As sanções internacionais encabeçadas pelos Estados Unidos, estão a afectar de forma significativa o número de lançamentos orbitais por parte da Rússia.

Ao discursar no Parlamento Russo (Duma) no dia 7 de Junho, Dmitri Rogozin confirmou o que de facto já se tornava óbvio, ao indicar que as sanções Ocidentais estão a ter um grande impacto no calendário de lançamentos orbitais da Rússia.

A situação ocorre não devido à falta de lançadores, porém o número de satélites a colocar em órbita é muito baixo.

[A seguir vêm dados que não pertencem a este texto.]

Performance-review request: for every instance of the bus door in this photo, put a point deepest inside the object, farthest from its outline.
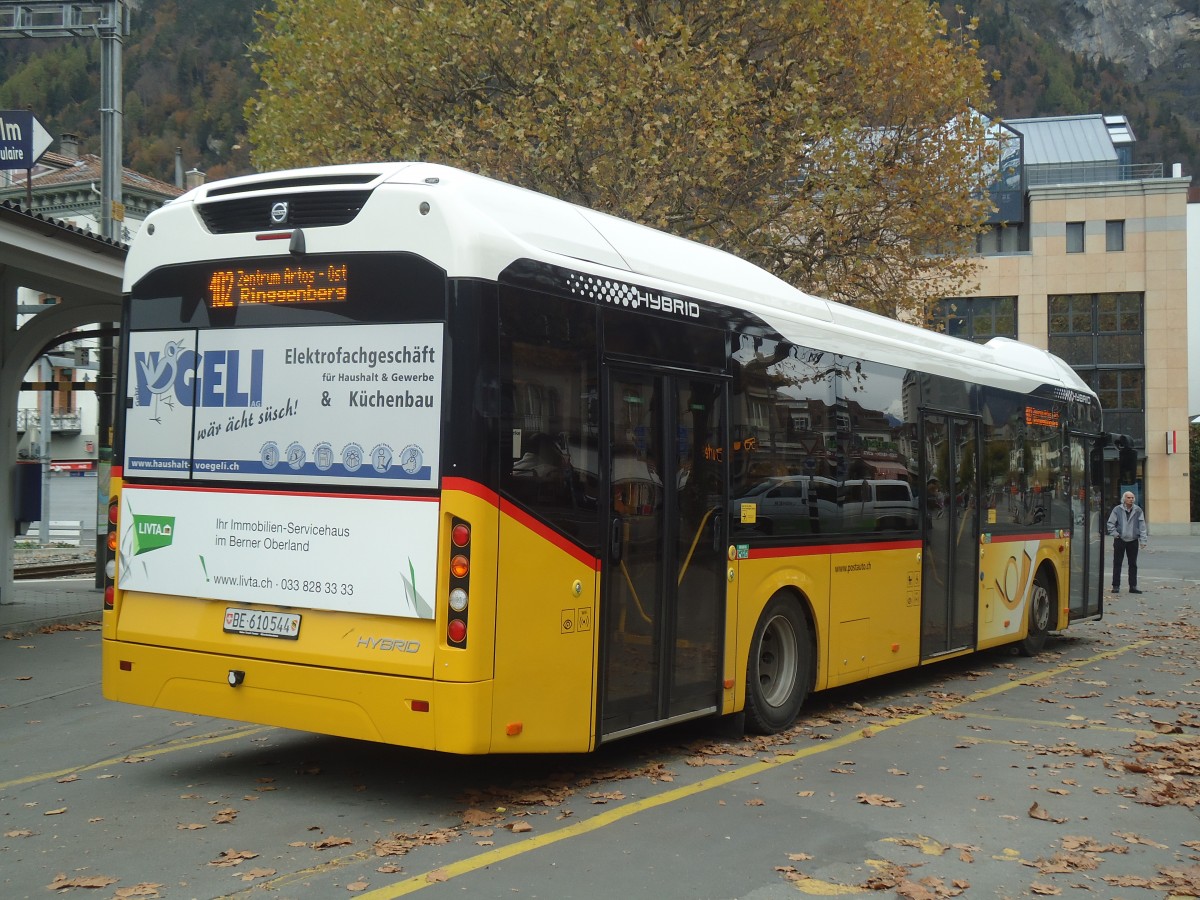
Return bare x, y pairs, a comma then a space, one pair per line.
664, 587
951, 552
1086, 532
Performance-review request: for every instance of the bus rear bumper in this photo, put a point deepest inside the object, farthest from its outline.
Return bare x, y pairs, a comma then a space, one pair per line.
394, 709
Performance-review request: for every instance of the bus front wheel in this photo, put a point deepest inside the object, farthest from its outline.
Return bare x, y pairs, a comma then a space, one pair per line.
779, 672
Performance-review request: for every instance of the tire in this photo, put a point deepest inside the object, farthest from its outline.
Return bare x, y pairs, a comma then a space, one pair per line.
779, 672
1041, 609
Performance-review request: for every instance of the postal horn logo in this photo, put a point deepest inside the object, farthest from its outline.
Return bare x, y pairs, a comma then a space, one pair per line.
153, 533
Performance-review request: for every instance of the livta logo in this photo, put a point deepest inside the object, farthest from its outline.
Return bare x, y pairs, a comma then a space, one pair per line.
153, 533
215, 378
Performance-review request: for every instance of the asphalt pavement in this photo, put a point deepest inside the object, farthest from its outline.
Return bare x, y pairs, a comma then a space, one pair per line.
1075, 773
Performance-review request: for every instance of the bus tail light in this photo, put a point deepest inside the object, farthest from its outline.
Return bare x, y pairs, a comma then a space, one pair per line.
111, 543
459, 589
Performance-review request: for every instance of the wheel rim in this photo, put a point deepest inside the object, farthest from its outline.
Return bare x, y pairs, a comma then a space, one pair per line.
1041, 613
778, 661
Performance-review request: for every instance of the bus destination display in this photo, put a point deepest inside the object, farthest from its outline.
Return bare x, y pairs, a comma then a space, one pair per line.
289, 285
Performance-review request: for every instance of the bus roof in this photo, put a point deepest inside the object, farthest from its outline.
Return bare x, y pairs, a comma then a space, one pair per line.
480, 226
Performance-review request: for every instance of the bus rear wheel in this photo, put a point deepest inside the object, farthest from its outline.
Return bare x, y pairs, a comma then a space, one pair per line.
1041, 607
779, 672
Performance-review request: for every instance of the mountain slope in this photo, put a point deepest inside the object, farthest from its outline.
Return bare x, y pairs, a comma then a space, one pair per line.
187, 75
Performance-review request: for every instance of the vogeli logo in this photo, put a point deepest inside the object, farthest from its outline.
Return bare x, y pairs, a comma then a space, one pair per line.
153, 533
215, 378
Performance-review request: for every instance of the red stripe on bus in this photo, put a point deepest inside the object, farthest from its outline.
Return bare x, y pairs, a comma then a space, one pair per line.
1012, 538
477, 490
197, 489
821, 549
465, 485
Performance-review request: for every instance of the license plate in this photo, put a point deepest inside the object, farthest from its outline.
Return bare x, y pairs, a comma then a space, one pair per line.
263, 624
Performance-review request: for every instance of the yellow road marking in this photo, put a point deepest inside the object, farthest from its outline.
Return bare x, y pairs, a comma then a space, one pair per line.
498, 855
481, 861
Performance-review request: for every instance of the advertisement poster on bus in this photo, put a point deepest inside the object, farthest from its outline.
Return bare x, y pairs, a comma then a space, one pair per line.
367, 555
348, 405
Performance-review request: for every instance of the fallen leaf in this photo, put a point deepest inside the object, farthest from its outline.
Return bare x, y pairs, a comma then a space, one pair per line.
331, 843
232, 857
143, 889
61, 882
252, 874
1044, 889
877, 799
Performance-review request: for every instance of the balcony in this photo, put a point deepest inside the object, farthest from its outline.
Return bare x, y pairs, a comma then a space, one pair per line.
1085, 173
60, 423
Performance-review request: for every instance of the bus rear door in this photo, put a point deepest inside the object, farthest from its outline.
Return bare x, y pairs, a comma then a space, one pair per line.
664, 589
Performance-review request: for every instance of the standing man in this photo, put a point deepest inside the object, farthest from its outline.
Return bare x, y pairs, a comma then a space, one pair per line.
1127, 525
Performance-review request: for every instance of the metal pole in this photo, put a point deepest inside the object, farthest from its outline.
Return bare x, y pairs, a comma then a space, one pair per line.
45, 430
111, 43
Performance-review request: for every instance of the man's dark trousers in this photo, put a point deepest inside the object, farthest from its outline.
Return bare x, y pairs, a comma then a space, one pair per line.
1122, 550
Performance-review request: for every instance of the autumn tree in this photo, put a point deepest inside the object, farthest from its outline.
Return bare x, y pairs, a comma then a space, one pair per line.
828, 141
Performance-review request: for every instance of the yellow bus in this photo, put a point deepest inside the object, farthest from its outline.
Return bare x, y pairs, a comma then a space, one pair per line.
414, 456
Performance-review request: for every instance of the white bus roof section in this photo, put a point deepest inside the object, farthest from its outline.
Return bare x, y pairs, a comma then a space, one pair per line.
477, 227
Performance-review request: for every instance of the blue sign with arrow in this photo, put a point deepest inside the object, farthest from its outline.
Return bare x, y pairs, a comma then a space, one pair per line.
23, 139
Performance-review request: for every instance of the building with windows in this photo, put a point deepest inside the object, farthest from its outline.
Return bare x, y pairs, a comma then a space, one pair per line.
1087, 257
63, 186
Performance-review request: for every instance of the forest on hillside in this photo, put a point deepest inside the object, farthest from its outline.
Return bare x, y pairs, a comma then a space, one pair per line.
187, 76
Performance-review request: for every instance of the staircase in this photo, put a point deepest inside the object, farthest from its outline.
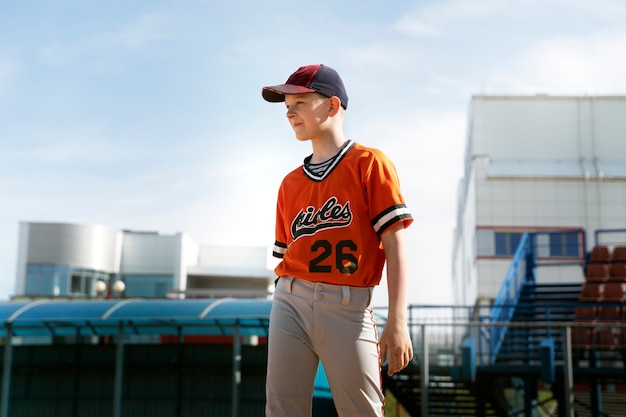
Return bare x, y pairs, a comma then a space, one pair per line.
538, 303
447, 396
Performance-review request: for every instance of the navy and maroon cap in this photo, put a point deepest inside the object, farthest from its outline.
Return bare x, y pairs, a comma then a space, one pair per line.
309, 79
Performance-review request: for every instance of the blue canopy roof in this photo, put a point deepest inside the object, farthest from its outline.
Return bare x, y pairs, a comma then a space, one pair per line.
135, 316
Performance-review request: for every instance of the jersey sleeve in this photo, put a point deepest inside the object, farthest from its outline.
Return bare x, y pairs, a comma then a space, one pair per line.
280, 244
382, 187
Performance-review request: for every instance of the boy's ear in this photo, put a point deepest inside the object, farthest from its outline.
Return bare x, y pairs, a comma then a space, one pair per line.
335, 105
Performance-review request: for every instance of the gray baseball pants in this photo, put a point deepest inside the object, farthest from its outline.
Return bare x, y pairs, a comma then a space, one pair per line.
310, 322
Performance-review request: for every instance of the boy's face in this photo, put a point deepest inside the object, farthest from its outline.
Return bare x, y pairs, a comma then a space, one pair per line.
306, 114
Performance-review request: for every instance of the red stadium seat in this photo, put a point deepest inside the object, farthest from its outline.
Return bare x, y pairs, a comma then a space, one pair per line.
618, 254
588, 313
617, 272
597, 272
600, 254
613, 292
591, 292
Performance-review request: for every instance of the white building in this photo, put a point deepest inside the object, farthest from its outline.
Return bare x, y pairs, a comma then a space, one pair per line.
537, 163
72, 260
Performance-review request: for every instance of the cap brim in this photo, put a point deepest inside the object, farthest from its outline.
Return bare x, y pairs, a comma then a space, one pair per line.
276, 93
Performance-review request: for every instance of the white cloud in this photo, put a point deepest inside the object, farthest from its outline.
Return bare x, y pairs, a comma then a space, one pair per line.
438, 18
144, 30
571, 65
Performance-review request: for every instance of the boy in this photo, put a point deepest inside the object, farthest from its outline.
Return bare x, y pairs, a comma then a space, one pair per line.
339, 218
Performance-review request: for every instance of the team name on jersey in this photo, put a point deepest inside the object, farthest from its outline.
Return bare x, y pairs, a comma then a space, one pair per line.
331, 215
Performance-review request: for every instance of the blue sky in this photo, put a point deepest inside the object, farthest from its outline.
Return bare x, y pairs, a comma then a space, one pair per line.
147, 115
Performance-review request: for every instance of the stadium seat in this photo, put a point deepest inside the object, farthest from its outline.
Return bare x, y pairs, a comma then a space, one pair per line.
591, 292
597, 272
587, 313
618, 254
613, 292
600, 254
617, 272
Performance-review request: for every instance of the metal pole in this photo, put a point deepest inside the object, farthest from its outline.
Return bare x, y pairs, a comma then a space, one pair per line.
424, 373
568, 374
236, 370
119, 372
6, 371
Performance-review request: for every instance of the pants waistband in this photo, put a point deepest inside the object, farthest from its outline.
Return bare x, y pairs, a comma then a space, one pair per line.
319, 291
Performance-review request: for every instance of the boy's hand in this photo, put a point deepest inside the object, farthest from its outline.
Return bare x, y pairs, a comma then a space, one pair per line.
395, 346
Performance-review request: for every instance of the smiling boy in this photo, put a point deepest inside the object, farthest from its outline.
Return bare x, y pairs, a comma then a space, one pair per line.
340, 218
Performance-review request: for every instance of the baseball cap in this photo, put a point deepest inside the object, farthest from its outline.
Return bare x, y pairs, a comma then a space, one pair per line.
317, 78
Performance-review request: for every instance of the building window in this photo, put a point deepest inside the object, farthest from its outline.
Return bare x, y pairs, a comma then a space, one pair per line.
548, 244
148, 286
565, 245
507, 243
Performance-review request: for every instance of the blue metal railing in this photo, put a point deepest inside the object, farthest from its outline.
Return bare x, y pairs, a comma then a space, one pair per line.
504, 304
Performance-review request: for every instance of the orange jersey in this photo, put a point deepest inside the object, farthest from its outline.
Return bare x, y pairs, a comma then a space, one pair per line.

De facto, muitos dos satélites estão quase construídos, porém, a maior percentagem destes veículos aguarda a chegada de componentes electrónicos que não são entregues devido às sanções internacionais.

Nos últimos três anos, a Rússia aumentou a produção de componentes electrónicos espaciais, mas este aumento não parece ter o efeito desejado no número de missões orbitais levadas a cabo.

Até à data, em 2021 a Rússia levou a cabo oito lançamentos orbitais, mas apenas quatro destas missões transportaram cargas construídas inteiramente na Rússia que assim possuí uma enorme quantidade de satélites para ser lançados, nomeadamente veículos do Ministério da Defesa.

O próximo lançamento orbital da Rússia só deverá ter lugar a 29 de Junho, com um foguetão 14A14-1A Soyuz-2.1a a colocar em órbita o veículo de carga Progress MS-17 tendo como destino a estação espacial internacional.